Here, you need to decide if you want the iPhone to track your location. Enabling location services will allow you to use Google Maps, geotag photos, use Find My Friends, and take advantage of other location-based services (like Foursquare).
Our recommendation: Right now, enable location services. When you're done with the activation process, go to Settings > Location Services, and manually enable location services for each app. For instance, you can leave location services on for Maps, but off for Photos.
If this is your first and only iOS device, select the first option, which will allow you to create a new Apple ID, or sign in with your existing one. If you've been purchasing music and movies through iTunes (before you had an iOS device), sign in with the Apple ID you use for purchases.
Otherwise, select between restoring from an iCloud backup or an iTunes backup (you'll likely have to plug your phone in to do this).

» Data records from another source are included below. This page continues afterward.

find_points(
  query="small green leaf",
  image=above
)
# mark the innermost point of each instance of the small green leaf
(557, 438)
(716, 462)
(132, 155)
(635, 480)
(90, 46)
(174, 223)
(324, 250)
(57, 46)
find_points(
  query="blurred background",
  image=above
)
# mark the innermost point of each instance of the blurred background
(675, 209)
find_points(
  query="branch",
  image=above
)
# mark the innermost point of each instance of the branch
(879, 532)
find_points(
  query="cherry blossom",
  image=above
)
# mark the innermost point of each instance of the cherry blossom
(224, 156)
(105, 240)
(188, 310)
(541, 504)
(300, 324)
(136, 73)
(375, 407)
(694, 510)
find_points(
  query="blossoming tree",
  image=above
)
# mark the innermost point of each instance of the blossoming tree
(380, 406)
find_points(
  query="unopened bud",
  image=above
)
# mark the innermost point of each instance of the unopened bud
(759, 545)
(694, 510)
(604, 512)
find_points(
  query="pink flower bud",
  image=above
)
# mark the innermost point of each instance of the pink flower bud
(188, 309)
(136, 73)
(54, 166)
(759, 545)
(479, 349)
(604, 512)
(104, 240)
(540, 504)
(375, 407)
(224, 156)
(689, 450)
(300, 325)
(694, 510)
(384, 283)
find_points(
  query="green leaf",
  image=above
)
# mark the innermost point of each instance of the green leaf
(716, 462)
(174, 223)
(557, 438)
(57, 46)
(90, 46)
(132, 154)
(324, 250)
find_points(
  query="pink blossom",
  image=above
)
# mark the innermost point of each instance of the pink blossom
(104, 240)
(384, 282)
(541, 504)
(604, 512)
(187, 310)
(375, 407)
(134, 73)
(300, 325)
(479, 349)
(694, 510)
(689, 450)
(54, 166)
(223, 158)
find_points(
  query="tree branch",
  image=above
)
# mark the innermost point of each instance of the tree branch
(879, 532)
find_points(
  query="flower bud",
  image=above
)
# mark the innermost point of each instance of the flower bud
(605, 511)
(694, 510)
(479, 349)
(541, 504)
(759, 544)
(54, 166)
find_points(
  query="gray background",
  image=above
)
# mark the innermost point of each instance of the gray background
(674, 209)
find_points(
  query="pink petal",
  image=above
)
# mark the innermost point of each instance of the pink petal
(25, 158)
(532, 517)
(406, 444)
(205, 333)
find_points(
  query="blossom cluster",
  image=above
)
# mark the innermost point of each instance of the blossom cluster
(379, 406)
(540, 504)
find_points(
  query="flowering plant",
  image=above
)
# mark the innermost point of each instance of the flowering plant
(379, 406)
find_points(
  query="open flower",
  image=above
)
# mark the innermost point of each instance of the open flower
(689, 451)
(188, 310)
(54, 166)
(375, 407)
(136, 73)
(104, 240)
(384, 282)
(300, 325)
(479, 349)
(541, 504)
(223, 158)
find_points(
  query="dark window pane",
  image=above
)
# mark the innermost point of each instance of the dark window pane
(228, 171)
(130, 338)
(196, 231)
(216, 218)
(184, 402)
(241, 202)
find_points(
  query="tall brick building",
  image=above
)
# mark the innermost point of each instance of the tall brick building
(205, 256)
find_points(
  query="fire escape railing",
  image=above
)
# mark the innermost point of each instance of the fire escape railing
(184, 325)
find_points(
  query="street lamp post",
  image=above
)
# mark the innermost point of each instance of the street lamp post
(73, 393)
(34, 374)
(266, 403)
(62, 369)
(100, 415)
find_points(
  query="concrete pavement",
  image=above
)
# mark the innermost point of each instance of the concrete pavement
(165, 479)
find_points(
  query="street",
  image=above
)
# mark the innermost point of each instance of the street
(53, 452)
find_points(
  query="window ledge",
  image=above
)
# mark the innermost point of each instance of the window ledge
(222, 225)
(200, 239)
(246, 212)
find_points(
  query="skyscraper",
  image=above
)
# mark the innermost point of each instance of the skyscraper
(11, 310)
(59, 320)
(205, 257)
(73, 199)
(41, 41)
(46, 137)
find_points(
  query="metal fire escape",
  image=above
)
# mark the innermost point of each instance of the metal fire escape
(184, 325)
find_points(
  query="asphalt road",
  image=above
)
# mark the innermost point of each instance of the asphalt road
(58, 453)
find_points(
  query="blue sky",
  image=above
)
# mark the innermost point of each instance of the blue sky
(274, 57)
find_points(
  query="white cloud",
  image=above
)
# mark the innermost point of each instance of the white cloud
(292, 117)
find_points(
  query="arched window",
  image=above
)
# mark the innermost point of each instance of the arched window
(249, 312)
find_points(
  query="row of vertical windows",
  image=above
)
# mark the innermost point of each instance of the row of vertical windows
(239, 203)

Finally, your first encounter with Siri, where you'll decide if you want to use the service or not.
If you enable Siri, be aware that your usage data is sent to Apple for the purpose of improving the product. For example, whenever Siri doesn't understand you, Apple engineers will get this data, which will help them work on Siri's artificial intelligence.
By sending Apple usage data, you help them improve the software by passively informing them of bugs. This is generally safe, however, remember that this usage data also includes your location information.
In the end, opting in or out doesn't affect the function of your phone.